After missing three consecutive payments, your loan servicer may issue a notice of default, signaling that legal action, including foreclosure, is being pursued to recover the unpaid debt. If you’re in preforeclosure, it’s crucial to act quickly to prevent losing your home.

The preforeclosure process typically begins after three missed payments. The homeowner will receive a letter or legal notice from their lender or servicer indicating that their home has entered preforeclosure proceedings. This notice, known as a notice of default and filed with a public court, outlines that the lender will start foreclosure if the overdue payments are not resolved.

During the preforeclosure period, the homeowner and lender usually discuss options for the borrower to repay the missed mortgage payments. If an agreement cannot be reached and the court approves the lender’s request to proceed with foreclosure, the home may eventually be lost to foreclosure.

State laws dictate the foreclosure process, so the duration of preforeclosure can vary significantly depending on the state and lender. It can last from several months to a couple of years. In some areas, the lender must file a lawsuit to repossess the home, which involves a judge hearing the case. This judicial requirement can result in a longer and more drawn-out process.
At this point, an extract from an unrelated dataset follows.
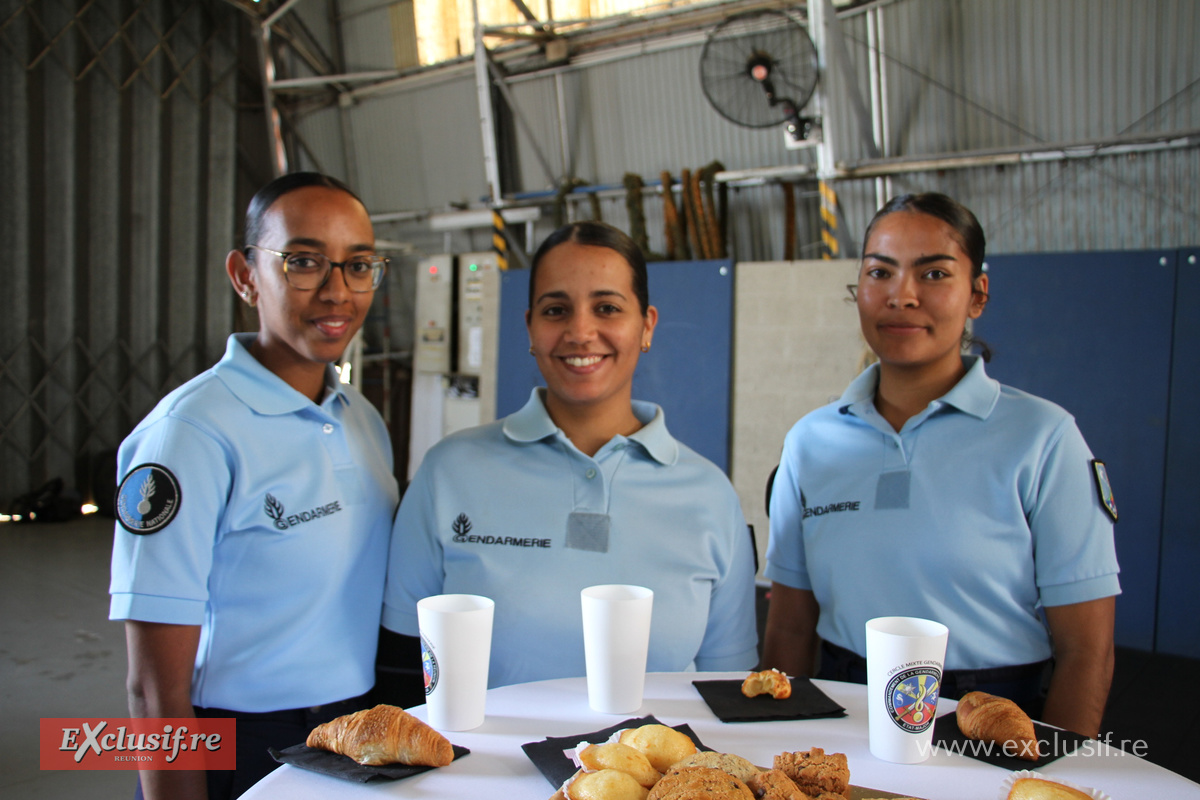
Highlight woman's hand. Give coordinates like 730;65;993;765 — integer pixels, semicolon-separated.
125;620;209;800
1042;597;1116;738
760;582;821;676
If you experience financial difficulties and miss your mortgage payments, reach out to your lender or loan servicer immediately. It’s best to contact them before you reach the preforeclosure stage.

Keep in mind that the lender’s primary goal is to recover the debt, not to foreclose on your home. Foreclosure incurs significant legal costs for lenders, so they are often willing to work with you if you’re having trouble making payments.

Here are several options you can consider to help avoid foreclosure.

During preforeclosure, your lender may propose a repayment plan or loan modification. This could involve adding the missed payments and any late fees to the end of your mortgage term or spreading them out over the remaining years of the loan.

If you can explain the reasons for your financial difficulties, your lender might also offer forbearance, which allows you to pause your mortgage payments temporarily. However, keep in mind that you will need to make up those payments later.

You might explore the option of selling your home. Keep in mind that a sale agreement doesn’t automatically stop the preforeclosure process. However, if you can secure a good price, you may use the proceeds to repay the outstanding mortgage balance, both principal and interest, thus avoiding foreclosure.

If you owe more on your mortgage than the home is worth, you might consider a short sale, though it requires lender approval. In a short sale, the lender agrees to accept less than the amount owed on the mortgage and typically forgives the remaining debt.

While a short sale results in the loss of your home, it generally has a less severe impact on your credit compared to foreclosure. This can be advantageous, especially since obtaining a mortgage can be challenging after a foreclosure.

With a deed in lieu of foreclosure, you transfer ownership of your home and the deed to the lender, effectively relinquishing your rights to the property. After this transfer, you will need to vacate the home, but this usually resolves your debt.

However, if your home’s value is less than the amount owed, the lender might require you to cover the difference. Additionally, the lender is not obligated to accept a deed in lieu of foreclosure and may choose other options.

Preforeclosure homes are often priced below market value, presenting an attractive opportunity for investors and bargain hunters. Additionally, since the homeowner is usually still residing in the property, preforeclosure homes can sometimes be in better condition compared to those that have already been foreclosed.

However, buying a preforeclosure can be complex. The process and timeline involved might not suit first-time homebuyers or those needing to relocate quickly. Second-home buyers and real estate investors might find these properties more suitable for their needs.

Pros:

  • Homes are often priced below market value, providing a potential bargain.
  • Properties are generally in relatively good condition.

Cons:

  • Foreclosed homes are sold “as is,” meaning you’ll be responsible for any necessary repairs.
  • The process of closing and finalizing a purchase can take longer.